Reputation: 123
So, I have 2 dictionaries, I have to check for missing keys and for matching keys, check if they have same or different values.
dict1 = {..}
dict2 = {..}
#key values in a list that are missing in each
missing_in_dict1_but_in_dict2 = []
missing_in_dict2_but_in_dict1 = []
#key values in a list that are mismatched between the 2 dictionaries
mismatch = []
What's the most efficient way to do this?
Upvotes: 4
Views: 17539
Reputation: 1122082
You can use dictionary view objects, which act as sets. Subtract sets to get the difference:
missing_in_dict1_but_in_dict2 = dict2.keys() - dict1
missing_in_dict2_but_in_dict1 = dict1.keys() - dict2
For the keys that are the same, use the intersection, with the &
operator:
mismatch = {key for key in dict1.keys() & dict2 if dict1[key] != dict2[key]}
If you are still using Python 2, use dict.viewkeys()
.
Using dictionary views to produce intersections and differences is very efficient, the view objects themselves are very lightweight the algorithms to create the new sets from the set operations can make direct use of the O(1) lookup behaviour of the underlying dictionaries.
Demo:
>>> dict1 = {'foo': 42, 'bar': 81}
>>> dict2 = {'bar': 117, 'spam': 'ham'}
>>> dict2.keys() - dict1
{'spam'}
>>> dict1.keys() - dict2
{'foo'}
>>> [key for key in dict1.keys() & dict2 if dict1[key] != dict2[key]]
{'bar'}
and a performance comparison with creating separate set()
objects:
>>> import timeit
>>> import random
>>> def difference_views(d1, d2):
... missing1 = d2.keys() - d1
... missing2 = d1.keys() - d2
... mismatch = {k for k in d1.keys() & d2 if d1[k] != d2[k]}
... return missing1, missing2, mismatch
...
>>> def difference_sets(d1, d2):
... missing1 = set(d2) - set(d1)
... missing2 = set(d1) - set(d2)
... mismatch = {k for k in set(d1) & set(d2) if d1[k] != d2[k]}
... return missing1, missing2, mismatch
...
>>> testd1 = {random.randrange(1000000): random.randrange(1000000) for _ in range(10000)}
>>> testd2 = {random.randrange(1000000): random.randrange(1000000) for _ in range(10000)}
>>> timeit.timeit('d(d1, d2)', 'from __main__ import testd1 as d1, testd2 as d2, difference_views as d', number=1000)
1.8643521590274759
>>> timeit.timeit('d(d1, d2)', 'from __main__ import testd1 as d1, testd2 as d2, difference_sets as d', number=1000)
2.811345119960606
Using set()
objects is slower, especially when your input dictionaries get larger.
Upvotes: 10
Reputation: 95652
One easy way is to create sets from the dict
keys and subtract them:
>>> dict1 = { 'a': 1, 'b': 1 }
>>> dict2 = { 'b': 1, 'c': 1 }
>>> missing_in_dict1_but_in_dict2 = set(dict2) - set(dict1)

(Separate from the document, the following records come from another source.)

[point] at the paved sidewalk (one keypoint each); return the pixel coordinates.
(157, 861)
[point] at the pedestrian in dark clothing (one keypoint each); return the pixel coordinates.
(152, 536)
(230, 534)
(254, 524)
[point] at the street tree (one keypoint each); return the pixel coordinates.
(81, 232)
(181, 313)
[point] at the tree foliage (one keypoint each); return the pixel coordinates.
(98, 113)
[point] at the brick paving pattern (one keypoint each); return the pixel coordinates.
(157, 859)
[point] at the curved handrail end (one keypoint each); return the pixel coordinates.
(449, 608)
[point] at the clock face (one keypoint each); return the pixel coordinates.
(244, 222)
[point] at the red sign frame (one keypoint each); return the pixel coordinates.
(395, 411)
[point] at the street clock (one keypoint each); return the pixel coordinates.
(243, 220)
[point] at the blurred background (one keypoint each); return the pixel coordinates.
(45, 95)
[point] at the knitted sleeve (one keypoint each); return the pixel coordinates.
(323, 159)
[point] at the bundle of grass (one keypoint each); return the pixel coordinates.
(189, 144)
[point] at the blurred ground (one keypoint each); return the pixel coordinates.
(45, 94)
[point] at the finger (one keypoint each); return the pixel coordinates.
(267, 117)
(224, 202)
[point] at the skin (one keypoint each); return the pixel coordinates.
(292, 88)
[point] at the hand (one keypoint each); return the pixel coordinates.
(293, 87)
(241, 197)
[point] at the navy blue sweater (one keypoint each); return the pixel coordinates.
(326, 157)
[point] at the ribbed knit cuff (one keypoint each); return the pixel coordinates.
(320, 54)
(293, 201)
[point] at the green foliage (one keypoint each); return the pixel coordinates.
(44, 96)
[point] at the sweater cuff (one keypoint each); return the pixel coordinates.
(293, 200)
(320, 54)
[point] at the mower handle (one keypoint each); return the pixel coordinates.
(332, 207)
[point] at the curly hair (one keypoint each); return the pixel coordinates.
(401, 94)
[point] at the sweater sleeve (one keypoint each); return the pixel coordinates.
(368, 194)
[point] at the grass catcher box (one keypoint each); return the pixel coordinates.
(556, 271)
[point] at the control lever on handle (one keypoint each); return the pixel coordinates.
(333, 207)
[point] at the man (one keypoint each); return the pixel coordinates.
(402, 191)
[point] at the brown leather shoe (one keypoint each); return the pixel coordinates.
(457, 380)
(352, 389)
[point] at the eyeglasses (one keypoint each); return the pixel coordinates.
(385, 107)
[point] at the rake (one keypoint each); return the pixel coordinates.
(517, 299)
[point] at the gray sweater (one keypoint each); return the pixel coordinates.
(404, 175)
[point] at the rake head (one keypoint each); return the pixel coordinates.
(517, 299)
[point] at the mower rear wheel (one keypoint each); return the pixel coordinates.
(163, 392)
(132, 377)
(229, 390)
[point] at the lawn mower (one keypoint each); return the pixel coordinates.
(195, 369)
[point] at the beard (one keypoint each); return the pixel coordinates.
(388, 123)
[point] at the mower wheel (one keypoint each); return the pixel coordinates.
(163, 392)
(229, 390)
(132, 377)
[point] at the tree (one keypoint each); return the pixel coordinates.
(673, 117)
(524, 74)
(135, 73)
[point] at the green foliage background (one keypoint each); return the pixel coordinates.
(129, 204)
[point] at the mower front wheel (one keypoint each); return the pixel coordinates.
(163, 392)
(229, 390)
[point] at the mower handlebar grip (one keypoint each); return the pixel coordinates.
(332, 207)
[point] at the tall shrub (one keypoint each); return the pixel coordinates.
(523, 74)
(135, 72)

>>> missing_in_dict1_but_in_dict2
set(['c'])
>>> missing_in_dict2_but_in_dict1 = set(dict1) - set(dict2)
>>> missing_in_dict2_but_in_dict1
set(['a'])
Or you can avoid casting the second dict
to a set
by using .difference()
:
>>> set(dict1).difference(dict2)
set(['a'])
>>> set(dict2).difference(dict1)
set(['c'])
Upvotes: 2